Make Sure to Keep your Own Time and Space
Moving in with a significant other can become smothering if you don’t make time for yourself. Make sure to keep plans with friends and schedule activities and outings to keep your own individual life active. The same goes for the apartment, keep some space for yourself. Even when sharing a small studio, having a closest or designated area for your personal belongings will help maintain a certain level of independence.

Keep Things Exciting
When living with someone, it can take a certain level of excitement and mystery out of the relationship. Make a consistent effort to expand dates beyond the couch and even designate certain date nights that involve an exciting night out on the town. Try new things, visit new places, or take a class together. This will help your relationship evolve as you are challenging yourself and continuing to learn new things about each other.


Divide Mutual Items Peacefully
Over the course of your relationship and time as roommates, you likely compiled items that are mutually owned. Instead of fighting over what belongs to whom, sit down and figure out exactly what is shared and what is yours. From there, try to peacefully divide the items, and if an agreement cannot be reached, sell the item and split the cash.

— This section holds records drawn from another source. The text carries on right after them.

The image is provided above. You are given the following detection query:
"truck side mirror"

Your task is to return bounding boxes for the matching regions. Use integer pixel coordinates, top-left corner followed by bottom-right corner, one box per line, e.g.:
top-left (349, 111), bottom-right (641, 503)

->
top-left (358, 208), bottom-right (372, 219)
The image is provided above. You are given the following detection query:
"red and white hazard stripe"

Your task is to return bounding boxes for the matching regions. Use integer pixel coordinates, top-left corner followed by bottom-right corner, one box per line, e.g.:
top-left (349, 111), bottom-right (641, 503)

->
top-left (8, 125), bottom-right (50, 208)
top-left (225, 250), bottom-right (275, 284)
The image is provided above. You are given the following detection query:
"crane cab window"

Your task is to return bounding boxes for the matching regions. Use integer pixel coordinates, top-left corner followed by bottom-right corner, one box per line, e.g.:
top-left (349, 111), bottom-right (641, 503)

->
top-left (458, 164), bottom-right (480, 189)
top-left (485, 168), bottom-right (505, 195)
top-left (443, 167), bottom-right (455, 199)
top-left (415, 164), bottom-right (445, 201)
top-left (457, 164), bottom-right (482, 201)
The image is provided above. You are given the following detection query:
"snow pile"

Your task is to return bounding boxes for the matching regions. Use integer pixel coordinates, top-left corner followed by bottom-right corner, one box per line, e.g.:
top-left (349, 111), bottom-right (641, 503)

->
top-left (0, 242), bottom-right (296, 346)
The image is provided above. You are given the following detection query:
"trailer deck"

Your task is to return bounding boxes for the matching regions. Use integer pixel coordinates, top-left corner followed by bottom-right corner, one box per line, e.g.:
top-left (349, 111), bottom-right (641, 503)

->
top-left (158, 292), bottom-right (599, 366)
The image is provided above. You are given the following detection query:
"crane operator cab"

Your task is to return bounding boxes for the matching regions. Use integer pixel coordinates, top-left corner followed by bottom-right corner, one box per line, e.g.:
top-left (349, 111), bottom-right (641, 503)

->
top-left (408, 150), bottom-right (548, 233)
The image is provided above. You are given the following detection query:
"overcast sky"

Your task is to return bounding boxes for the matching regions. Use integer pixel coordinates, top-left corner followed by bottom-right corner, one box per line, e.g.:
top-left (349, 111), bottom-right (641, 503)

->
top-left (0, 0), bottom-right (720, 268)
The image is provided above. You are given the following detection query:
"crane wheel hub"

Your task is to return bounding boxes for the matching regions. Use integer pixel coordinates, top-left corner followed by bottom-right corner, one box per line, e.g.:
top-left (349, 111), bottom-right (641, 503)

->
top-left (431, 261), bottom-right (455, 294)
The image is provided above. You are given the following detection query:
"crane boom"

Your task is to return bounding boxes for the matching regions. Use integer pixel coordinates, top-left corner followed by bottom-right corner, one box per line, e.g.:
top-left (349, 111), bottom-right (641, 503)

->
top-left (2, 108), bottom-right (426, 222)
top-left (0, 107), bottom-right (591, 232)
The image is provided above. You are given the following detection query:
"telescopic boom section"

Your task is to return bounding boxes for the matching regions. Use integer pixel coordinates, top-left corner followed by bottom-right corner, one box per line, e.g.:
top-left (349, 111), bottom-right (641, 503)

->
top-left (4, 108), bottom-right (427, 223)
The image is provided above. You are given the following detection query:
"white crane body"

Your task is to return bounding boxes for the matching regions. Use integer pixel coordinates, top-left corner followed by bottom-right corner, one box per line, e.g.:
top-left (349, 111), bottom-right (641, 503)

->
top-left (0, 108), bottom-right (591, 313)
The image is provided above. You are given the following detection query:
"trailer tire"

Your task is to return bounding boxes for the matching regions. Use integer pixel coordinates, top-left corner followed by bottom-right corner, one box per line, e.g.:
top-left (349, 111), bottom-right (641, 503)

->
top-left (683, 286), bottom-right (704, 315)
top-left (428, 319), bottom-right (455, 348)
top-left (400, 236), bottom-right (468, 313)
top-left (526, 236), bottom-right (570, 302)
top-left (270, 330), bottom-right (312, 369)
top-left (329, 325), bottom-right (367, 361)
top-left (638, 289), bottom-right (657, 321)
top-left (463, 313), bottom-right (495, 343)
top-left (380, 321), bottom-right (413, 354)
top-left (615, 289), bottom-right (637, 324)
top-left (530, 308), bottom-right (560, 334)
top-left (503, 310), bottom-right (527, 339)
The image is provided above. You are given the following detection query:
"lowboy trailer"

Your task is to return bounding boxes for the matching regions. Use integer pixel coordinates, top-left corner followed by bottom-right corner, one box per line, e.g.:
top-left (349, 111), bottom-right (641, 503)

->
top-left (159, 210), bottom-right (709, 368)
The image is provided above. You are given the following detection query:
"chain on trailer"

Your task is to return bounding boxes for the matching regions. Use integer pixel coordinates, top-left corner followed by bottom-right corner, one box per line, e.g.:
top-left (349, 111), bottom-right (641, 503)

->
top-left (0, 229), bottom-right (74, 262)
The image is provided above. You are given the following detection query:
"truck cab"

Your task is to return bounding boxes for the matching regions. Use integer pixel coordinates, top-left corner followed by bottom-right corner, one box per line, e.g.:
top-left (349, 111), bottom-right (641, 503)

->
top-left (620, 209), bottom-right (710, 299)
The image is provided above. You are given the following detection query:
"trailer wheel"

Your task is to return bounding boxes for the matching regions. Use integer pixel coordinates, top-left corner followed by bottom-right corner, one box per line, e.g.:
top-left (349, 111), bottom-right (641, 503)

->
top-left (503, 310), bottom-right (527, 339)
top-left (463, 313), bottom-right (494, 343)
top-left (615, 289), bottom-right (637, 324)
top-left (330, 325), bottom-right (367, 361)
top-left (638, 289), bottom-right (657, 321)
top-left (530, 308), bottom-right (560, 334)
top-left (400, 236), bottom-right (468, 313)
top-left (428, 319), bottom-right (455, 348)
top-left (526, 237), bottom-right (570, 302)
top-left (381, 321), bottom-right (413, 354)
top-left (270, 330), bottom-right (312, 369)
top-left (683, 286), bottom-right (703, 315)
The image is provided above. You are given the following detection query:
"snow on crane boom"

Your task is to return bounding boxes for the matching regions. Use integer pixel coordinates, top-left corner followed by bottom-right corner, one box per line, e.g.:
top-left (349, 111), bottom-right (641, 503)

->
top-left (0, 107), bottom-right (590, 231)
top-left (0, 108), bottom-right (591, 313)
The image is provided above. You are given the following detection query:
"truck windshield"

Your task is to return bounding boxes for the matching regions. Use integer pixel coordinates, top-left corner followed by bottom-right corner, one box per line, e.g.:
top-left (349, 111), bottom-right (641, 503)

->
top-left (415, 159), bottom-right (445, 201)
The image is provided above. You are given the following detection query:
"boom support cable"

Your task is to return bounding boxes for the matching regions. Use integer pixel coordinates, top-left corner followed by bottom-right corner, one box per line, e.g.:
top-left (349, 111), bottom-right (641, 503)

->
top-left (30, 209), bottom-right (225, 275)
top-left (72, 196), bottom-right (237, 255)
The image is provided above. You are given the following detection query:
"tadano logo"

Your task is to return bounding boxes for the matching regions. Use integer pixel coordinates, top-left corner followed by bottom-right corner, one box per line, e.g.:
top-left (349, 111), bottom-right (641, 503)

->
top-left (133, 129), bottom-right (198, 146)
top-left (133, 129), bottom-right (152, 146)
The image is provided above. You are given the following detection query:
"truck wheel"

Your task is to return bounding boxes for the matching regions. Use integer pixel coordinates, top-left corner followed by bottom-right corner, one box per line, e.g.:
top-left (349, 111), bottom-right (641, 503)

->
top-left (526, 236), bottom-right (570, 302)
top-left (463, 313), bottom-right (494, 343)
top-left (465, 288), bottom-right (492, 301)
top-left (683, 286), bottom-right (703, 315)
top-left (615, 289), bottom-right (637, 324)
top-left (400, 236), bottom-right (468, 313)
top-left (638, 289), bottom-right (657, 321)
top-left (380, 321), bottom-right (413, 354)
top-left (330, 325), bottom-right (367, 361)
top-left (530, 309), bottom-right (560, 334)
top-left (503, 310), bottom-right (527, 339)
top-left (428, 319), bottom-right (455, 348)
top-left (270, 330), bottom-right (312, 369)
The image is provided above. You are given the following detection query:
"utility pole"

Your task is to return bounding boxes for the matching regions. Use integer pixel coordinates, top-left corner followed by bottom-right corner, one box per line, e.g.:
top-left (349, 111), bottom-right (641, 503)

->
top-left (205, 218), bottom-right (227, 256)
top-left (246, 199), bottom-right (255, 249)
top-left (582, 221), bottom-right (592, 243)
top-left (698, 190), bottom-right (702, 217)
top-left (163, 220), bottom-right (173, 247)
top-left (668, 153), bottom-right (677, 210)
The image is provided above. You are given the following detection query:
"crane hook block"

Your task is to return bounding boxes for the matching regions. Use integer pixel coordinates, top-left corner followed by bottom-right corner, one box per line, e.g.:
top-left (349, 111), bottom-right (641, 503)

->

Figure Out Leasing Arrangements
If the lease hasn’t expired, figure out who will stay and who will go. If you both want out, immediately start posting on roommate boards and asking around for a subletter. If all else fails, break the lease. The lease needs to end almost as soon as the relationship does.

Seal Up Any Finances
Figure out all finances before parting ways for good. You don’t want to chase down an ex for money or be forced to stay in each other’s life because you didn’t square away finances from the get go.

Rely on Your Network of Family and Friends
Breaking up can be especially difficult when your boyfriend/girlfriend was also a roommate. Now more than ever you need to rely on friends and family to help get you through difficult times. This might involve sleeping on someone’s couch or having your friends help you find a new roommate and new place. Don’t be afraid to ask for help.

Get Rid of Leftover Evidence
After dating someone for a while, there is a lot that reminds you of them and these memories multiply after living together. If you are staying in the old mutual place, redecorate and revamp to make the place brand new. If getting a new place, leave behind anything that reminds you of them and pick up a few new pieces to give your new place a personal touch.